Keep routing policy deterministic between shaped and bypass paths.
Keep interface naming and policy mapping consistent with your LibreQoS runbooks.
Validate failover/failback behavior under maintenance conditions, not only in theory.
For multi-WAN/PCC environments, avoid ambiguous path ownership; ensure each subscriber flow has a predictable shaping path.

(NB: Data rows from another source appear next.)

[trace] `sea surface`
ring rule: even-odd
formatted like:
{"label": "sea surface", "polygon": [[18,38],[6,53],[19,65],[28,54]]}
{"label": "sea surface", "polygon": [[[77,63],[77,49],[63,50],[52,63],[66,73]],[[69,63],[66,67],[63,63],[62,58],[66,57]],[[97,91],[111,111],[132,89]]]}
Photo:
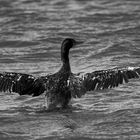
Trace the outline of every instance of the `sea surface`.
{"label": "sea surface", "polygon": [[[140,66],[140,0],[0,0],[0,72],[47,75],[66,37],[74,73]],[[47,112],[44,95],[0,93],[0,140],[139,140],[140,80]]]}

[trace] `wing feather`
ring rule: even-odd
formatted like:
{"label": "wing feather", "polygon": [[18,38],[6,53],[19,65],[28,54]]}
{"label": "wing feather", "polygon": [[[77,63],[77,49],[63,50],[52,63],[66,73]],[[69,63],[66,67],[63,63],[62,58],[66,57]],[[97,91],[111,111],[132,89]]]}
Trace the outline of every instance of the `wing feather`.
{"label": "wing feather", "polygon": [[128,83],[129,79],[139,78],[140,67],[114,68],[94,71],[82,76],[75,75],[70,78],[70,88],[73,89],[73,97],[81,97],[86,91],[110,89]]}
{"label": "wing feather", "polygon": [[0,91],[39,96],[45,91],[45,84],[41,78],[32,75],[4,72],[0,73]]}

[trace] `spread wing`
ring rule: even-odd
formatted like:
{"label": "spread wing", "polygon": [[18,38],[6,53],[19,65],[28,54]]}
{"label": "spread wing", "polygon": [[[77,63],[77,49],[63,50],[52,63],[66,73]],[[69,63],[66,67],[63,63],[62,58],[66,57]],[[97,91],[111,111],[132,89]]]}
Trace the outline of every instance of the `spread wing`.
{"label": "spread wing", "polygon": [[140,67],[115,68],[109,70],[94,71],[82,76],[70,76],[69,86],[73,97],[81,97],[86,91],[103,90],[118,87],[128,83],[129,79],[140,77]]}
{"label": "spread wing", "polygon": [[45,91],[45,85],[42,78],[22,73],[4,72],[0,73],[0,91],[39,96]]}

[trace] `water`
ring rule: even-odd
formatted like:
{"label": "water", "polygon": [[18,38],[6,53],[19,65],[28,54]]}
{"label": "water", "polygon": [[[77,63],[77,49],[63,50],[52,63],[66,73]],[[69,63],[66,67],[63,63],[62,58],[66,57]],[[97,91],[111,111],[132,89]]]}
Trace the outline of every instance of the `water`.
{"label": "water", "polygon": [[[139,0],[0,0],[0,71],[35,76],[56,72],[60,44],[71,50],[73,72],[138,66]],[[140,83],[89,92],[72,110],[46,112],[44,96],[0,94],[1,140],[140,139]]]}

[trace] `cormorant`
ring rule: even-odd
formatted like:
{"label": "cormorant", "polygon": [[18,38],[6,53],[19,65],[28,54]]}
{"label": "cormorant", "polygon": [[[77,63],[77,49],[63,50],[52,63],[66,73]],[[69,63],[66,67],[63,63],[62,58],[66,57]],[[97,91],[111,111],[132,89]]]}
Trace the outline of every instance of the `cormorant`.
{"label": "cormorant", "polygon": [[80,98],[86,91],[113,88],[127,83],[131,78],[139,78],[140,67],[100,70],[82,76],[73,74],[69,63],[69,50],[79,43],[71,38],[62,42],[62,67],[54,74],[34,77],[23,73],[0,73],[0,91],[32,96],[46,92],[48,109],[54,109],[58,105],[65,108],[72,97]]}

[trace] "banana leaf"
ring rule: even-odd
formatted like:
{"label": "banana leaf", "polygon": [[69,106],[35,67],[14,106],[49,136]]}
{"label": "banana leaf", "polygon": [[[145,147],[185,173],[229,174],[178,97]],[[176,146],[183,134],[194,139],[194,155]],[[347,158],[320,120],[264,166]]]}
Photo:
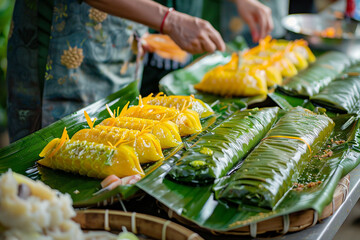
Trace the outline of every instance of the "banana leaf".
{"label": "banana leaf", "polygon": [[187,184],[207,184],[223,177],[265,136],[278,110],[235,112],[188,148],[167,177]]}
{"label": "banana leaf", "polygon": [[338,181],[360,162],[360,124],[356,116],[338,115],[333,121],[335,128],[330,139],[346,142],[338,146],[332,145],[333,156],[321,161],[311,161],[306,170],[311,170],[312,174],[307,177],[307,172],[304,172],[298,179],[298,182],[305,181],[304,184],[318,180],[322,184],[304,191],[289,191],[272,211],[239,210],[237,206],[219,201],[212,191],[214,184],[191,186],[167,179],[167,172],[181,158],[185,149],[138,182],[137,186],[183,219],[211,231],[236,231],[251,223],[306,209],[314,209],[321,214],[322,209],[331,202]]}
{"label": "banana leaf", "polygon": [[[41,180],[52,188],[60,192],[67,192],[71,195],[75,205],[95,204],[108,198],[104,195],[93,196],[101,189],[100,180],[82,177],[56,171],[45,167],[39,167],[36,161],[40,159],[39,153],[54,138],[61,136],[66,127],[70,136],[82,128],[87,127],[84,117],[84,110],[91,118],[96,117],[96,123],[109,117],[105,104],[112,109],[123,107],[128,101],[133,101],[139,95],[136,82],[129,84],[126,88],[108,96],[105,99],[79,110],[33,134],[30,134],[11,145],[0,149],[0,173],[6,172],[11,168],[14,172],[28,176],[34,180]],[[136,188],[136,187],[135,187]],[[114,192],[127,198],[137,192],[129,186],[120,186]],[[112,194],[114,195],[114,194]]]}
{"label": "banana leaf", "polygon": [[[77,131],[87,128],[87,122],[84,117],[84,110],[93,119],[97,118],[95,123],[98,124],[105,118],[109,117],[109,113],[105,108],[105,104],[114,110],[117,107],[120,109],[128,102],[137,104],[137,97],[139,92],[137,90],[136,82],[131,83],[126,88],[116,92],[109,97],[99,100],[98,102],[79,110],[55,123],[45,127],[23,139],[12,143],[8,147],[0,149],[0,174],[6,172],[11,168],[14,172],[23,174],[34,180],[41,180],[50,187],[59,190],[63,193],[69,193],[73,199],[73,204],[76,207],[93,206],[96,204],[106,204],[108,200],[115,199],[130,199],[138,195],[143,195],[136,185],[119,186],[111,191],[100,191],[99,179],[88,178],[72,173],[67,173],[60,170],[53,170],[43,167],[36,163],[39,160],[39,153],[45,145],[54,138],[61,136],[64,127],[70,137]],[[201,119],[203,129],[206,131],[212,125],[219,124],[223,119],[227,118],[234,111],[238,110],[237,105],[225,105],[216,103],[213,105],[216,115]],[[203,134],[200,133],[199,136]],[[189,142],[198,137],[197,135],[183,138],[184,143]],[[165,159],[174,155],[183,145],[171,149],[164,149],[163,154]],[[162,162],[142,165],[146,174],[154,171]],[[100,192],[99,192],[100,191]]]}
{"label": "banana leaf", "polygon": [[360,77],[345,75],[337,78],[310,101],[333,112],[356,113],[359,111]]}
{"label": "banana leaf", "polygon": [[309,98],[319,93],[338,74],[349,67],[351,59],[340,52],[327,52],[298,75],[285,79],[277,90],[290,96]]}
{"label": "banana leaf", "polygon": [[241,168],[220,183],[219,199],[239,206],[275,208],[292,187],[311,156],[327,141],[334,127],[325,115],[301,107],[291,109],[247,156]]}

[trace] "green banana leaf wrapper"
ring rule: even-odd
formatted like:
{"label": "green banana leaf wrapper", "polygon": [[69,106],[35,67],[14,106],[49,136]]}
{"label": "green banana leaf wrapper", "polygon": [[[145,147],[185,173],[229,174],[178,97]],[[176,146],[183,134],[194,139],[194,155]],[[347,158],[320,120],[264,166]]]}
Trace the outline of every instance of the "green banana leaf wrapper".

Conceptual policy example (cost preference pattern):

/routing ospf interface-template
add interfaces=vlan-primary-path area=backbone-v2 cost=10
add interfaces=vlan-bypass-path area=backbone-v2 cost=200

Reference: Recipe: Switch-Centric Fabric

12) NLNet Verification Mapping (Milestone 10a)

This guide satisfies 10a Best practices guide by providing:

End-to-end operational decision framework (source of truth, topology strategy, substrate choice).
Actionable checklists for pre-deploy, change windows, and day-2 operations.
Incident response runbooks for common operational failure classes.
Field-aligned anti-pattern guidance derived from real deployment behavior.
Cross-linked references to detailed implementation docs and recipes.